To allow it to be compressed, an effervescent tablet always requires a base, for example sodium carbonate, plus a source of acidity, often citric acid, which triggers the rapid dissolution of the tablet when it comes into contact with water. A key feature is average tablet size of more than 25 mm, which makes high compression forces and deep fill depths a vital part of the tableting process. Given their usually fragile, brittle texture, there is the risk of tablets edges being chipped as they emerge from the press and as they are conveyed away from the discharge chute. Here conveyor belts and vibration channels, which convey the tablets directly to where they are packed in blister strips or tubes, provide a reliable solution. Effervescent tablets also tend to be sticky at higher temperatures or increased humidity. That is why it is important to spray the die with a lubricant, like magnesium stearate or paraffin oil, as well as maintain a constant temperature in the production environment, in order to ensure easy discharge without any interruption to production. What is important in this context is accurate dosing of the lubricant by spraying it externally on to the press tool and die, in order to keep the hydrophobic component of the tablet mixture as small as possible.

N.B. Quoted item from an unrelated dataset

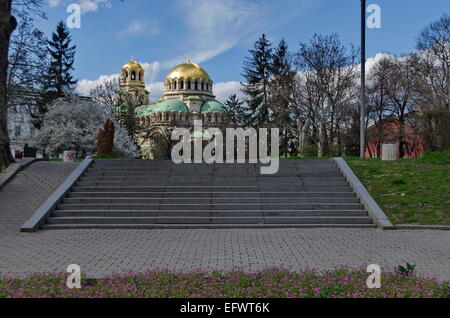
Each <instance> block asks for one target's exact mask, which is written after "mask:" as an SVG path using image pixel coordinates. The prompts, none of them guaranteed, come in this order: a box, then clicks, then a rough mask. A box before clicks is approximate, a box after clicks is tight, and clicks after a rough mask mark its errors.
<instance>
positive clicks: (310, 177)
mask: <svg viewBox="0 0 450 318" xmlns="http://www.w3.org/2000/svg"><path fill="white" fill-rule="evenodd" d="M149 180H151V182H158V183H161V182H184V181H185V178H181V177H180V176H170V177H158V176H112V177H99V176H93V177H92V176H91V177H81V178H80V181H85V182H104V181H108V182H109V181H118V182H127V181H132V182H134V181H144V182H149ZM189 181H195V182H200V181H202V182H208V181H209V182H211V183H218V182H221V183H222V182H224V183H230V182H232V183H236V184H240V183H242V182H252V183H259V182H267V183H269V182H272V183H282V184H289V183H298V182H311V181H322V182H324V181H326V182H335V181H338V182H340V181H345V179H344V178H343V177H342V176H336V177H324V178H322V177H321V176H317V177H278V176H270V177H269V176H267V177H252V176H235V177H218V176H214V177H213V176H191V177H189Z"/></svg>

High Efficiency and Heavy Workloads

Heavy-duty tablet presses featuring high compression forces (> 100kN) and deeper fill depths (up to 40 mm) for large-format tablets, like KORSCH’s XL 400 or XT 600 (HD), are particularly well suited to the production of effervescent tablets. Accommodating  large-format tablets, up to  34 mm diameter, KORSCH presses feature special turrets and modified feeder paddles for optimal die fill.

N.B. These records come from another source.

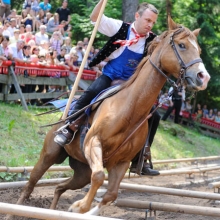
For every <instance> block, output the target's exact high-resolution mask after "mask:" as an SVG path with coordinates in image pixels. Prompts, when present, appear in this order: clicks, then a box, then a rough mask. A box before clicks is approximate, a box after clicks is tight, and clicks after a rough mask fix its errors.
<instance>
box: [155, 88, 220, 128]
mask: <svg viewBox="0 0 220 220" xmlns="http://www.w3.org/2000/svg"><path fill="white" fill-rule="evenodd" d="M169 92H170V91H169ZM169 92H168V91H165V92H164V93H162V92H161V94H160V96H159V100H158V101H159V103H162V104H163V106H164V107H165V108H168V109H167V112H168V114H166V113H167V112H166V113H165V115H164V116H165V117H164V116H163V117H162V120H166V119H167V117H168V116H169V115H170V114H171V112H172V110H173V109H175V111H177V113H178V116H176V115H175V117H177V120H176V121H175V118H174V121H175V122H176V123H180V121H181V120H179V118H180V119H181V117H182V115H183V112H186V113H188V115H189V120H191V121H192V117H191V116H192V114H194V115H195V120H196V121H198V122H201V120H202V119H203V118H205V119H208V120H210V121H213V122H216V123H219V124H220V110H218V109H217V108H210V109H208V108H207V105H206V104H204V105H203V106H202V105H201V104H200V103H198V104H196V107H195V108H193V105H192V103H191V102H192V101H191V99H190V98H185V91H184V92H181V93H180V92H179V101H180V108H179V109H177V108H175V99H176V96H175V93H174V94H173V95H172V96H170V97H169V96H168V93H169ZM177 93H178V91H177Z"/></svg>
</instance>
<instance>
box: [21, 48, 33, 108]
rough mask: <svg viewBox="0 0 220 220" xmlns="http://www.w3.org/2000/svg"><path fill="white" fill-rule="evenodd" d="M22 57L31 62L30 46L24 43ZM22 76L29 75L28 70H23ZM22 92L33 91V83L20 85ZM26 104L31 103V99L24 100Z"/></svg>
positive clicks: (30, 50) (30, 103) (29, 91)
mask: <svg viewBox="0 0 220 220" xmlns="http://www.w3.org/2000/svg"><path fill="white" fill-rule="evenodd" d="M23 57H24V60H27V61H29V62H31V47H30V46H29V45H27V44H26V45H24V47H23ZM24 77H29V74H28V71H27V70H24ZM21 89H22V93H32V92H34V89H35V86H34V85H31V84H30V85H26V84H25V85H23V86H21ZM26 102H27V105H31V101H30V100H29V99H28V100H26Z"/></svg>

Capping, a tablet defect related to entrapped air in the die during compression, is common with some effervescent products.  KORSCH is able to counter this problem with the aid of its patented dwell bar, which applies pressure on the tablet between the pre and main compression rollers, thus extending the overall time for tablet consolidation.

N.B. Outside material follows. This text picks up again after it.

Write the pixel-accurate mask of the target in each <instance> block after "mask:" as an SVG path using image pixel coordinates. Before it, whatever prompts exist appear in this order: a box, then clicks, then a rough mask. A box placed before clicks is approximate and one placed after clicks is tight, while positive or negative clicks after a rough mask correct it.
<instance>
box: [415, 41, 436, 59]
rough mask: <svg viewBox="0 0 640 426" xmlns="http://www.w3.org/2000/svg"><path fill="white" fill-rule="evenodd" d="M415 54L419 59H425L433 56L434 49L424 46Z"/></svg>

To ensure production reliability, KORSCH also provides additional solutions to prevent effervescent tablets from sticking to the punch face, including  air dehumidification and cooling inside the compression zone, or turret cooling. Higher production speeds can be achieved using modified press tools with special coatings on the punch faces, as well as larger punch heads for longer compression dwell times. Effervescent tablets are usually produced on presses with a direct link to wrapping machines and packaging equipment, like tube fillers or blister lines. KORSCH provides a complete systems approach for seamless production line integration for virtually any effervescent tablet application.